The Militant(logo) 
    Vol.60/No.12           March 25, 1996 
 
 
Argentine Activists Speak In Minnesota  

BY JON HILLSON AND JENNY BENTON
MINNEAPOLIS - Her head covered in the traditional white scarf of the Mothers of the Plaza de Mayo, Evel de Petrini beamed a smile as she fielded a question about the stance of the Argentine group toward Cuba. "We are 100 percent in solidarity with Cuba," she said on March 5, to the applause of the majority of nearly 200 students at a University of Minnesota meeting.

"Why does a big country like the United States pick on such a little country like Cuba? What threat does it pose? Why doesn't the United States let Cuba live in peace?
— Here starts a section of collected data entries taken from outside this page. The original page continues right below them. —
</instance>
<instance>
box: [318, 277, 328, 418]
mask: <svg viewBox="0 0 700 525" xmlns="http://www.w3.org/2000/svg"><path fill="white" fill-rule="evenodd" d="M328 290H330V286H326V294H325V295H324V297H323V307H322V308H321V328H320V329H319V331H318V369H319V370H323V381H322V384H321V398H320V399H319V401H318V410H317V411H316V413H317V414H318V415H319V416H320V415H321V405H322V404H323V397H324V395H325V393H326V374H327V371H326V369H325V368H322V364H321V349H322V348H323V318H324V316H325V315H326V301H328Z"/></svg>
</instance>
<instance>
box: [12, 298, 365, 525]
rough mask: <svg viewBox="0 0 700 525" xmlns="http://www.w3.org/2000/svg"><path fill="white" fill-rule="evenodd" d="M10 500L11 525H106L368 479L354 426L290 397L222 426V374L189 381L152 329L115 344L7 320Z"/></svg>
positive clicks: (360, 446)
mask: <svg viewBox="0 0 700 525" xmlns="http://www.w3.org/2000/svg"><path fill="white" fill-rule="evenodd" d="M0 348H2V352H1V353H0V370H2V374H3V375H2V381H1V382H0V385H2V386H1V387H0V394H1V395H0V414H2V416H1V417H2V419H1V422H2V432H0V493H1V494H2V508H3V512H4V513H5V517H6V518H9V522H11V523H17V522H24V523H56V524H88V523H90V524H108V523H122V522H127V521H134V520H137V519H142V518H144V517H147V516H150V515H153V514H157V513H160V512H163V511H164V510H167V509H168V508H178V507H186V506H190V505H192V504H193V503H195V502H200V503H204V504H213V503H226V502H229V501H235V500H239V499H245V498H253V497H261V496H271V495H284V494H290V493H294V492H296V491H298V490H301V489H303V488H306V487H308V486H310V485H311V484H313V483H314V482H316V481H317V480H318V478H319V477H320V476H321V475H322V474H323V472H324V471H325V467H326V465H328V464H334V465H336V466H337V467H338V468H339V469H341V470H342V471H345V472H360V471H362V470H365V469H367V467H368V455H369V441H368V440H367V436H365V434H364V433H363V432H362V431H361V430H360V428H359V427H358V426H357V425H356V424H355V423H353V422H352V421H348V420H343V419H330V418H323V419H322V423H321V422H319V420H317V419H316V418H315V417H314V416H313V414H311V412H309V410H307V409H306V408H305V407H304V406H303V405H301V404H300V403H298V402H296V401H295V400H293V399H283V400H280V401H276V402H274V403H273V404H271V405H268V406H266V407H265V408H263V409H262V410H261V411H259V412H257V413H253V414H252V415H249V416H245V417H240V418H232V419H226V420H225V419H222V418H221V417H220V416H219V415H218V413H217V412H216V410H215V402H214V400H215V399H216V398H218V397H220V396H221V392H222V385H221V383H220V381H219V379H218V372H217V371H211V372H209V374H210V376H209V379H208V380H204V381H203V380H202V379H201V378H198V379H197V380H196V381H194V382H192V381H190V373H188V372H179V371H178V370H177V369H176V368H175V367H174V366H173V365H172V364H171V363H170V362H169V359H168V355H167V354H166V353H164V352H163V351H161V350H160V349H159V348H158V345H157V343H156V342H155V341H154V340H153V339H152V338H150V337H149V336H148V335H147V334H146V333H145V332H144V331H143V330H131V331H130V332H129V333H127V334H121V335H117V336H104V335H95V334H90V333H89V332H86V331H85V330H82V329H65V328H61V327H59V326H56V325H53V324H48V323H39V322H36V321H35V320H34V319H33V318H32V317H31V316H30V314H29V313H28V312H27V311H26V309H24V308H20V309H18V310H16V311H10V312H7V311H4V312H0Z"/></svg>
Because of what the Cubans think," said de Petrini, whose child was "disappeared" by Argentina's military dictatorship during the infamous "dirty war" of the late 1970s.

De Petrini and Elsa de Manzotti, another member of the organization, are currently touring the United States. In Minnesota they also spoke to crowds of 400 at St. Olaf College and 250 at the Resource Center of the Americas. The majority of the nearly 900 people who attended the meetings were young women.

The group takes its name from weekly Thursday marches that mothers of disappeared children have made in the Plaza de Mayo in Buenos Aires for the past 19 years. The group is seeking justice for 30,000 activists and other workers and students slain by the regime.

The massive brutality, de Petrini said, "was prepared in the United States, at the School of the Americas. The torture was prepared here, the rapes were prepared here, the killing was prepared here."

The dictatorship "bought the guns, the tanks, the weapons, and the bombs from the United States and it borrowed money in the United States to pay for it. So now we have a huge debt [to U.S. banks] that is immoral and unpayable.

"Tell the [U.S.] government," de Petrini urged the students, "to cancel this debt."

The two activists detailed the refusal of the civilian governments that replaced the military tyranny to prosecute those who planned and executed the mass kidnappings and executions.

"So today," de Petrini said, "the murderers are back in the government," preparing more repression." As proof, the mothers showed a documentary of student protests, and cop and army repression, in La Plata, Argentina, on February 20.

Television cameras captured the image of Mothers of the Plaza de Mayo leader Hebe de Bonafini being struck by a cop. Army troops and unidentified plainclothes goons are shown beating journalists and shooting rubber bullets into crowds of students running out of clouds of tear gas.

The mothers group had come to the aid of the students, who were protesting government assaults on public education. The demonstrations resulted in the release of 200 arrested student activists.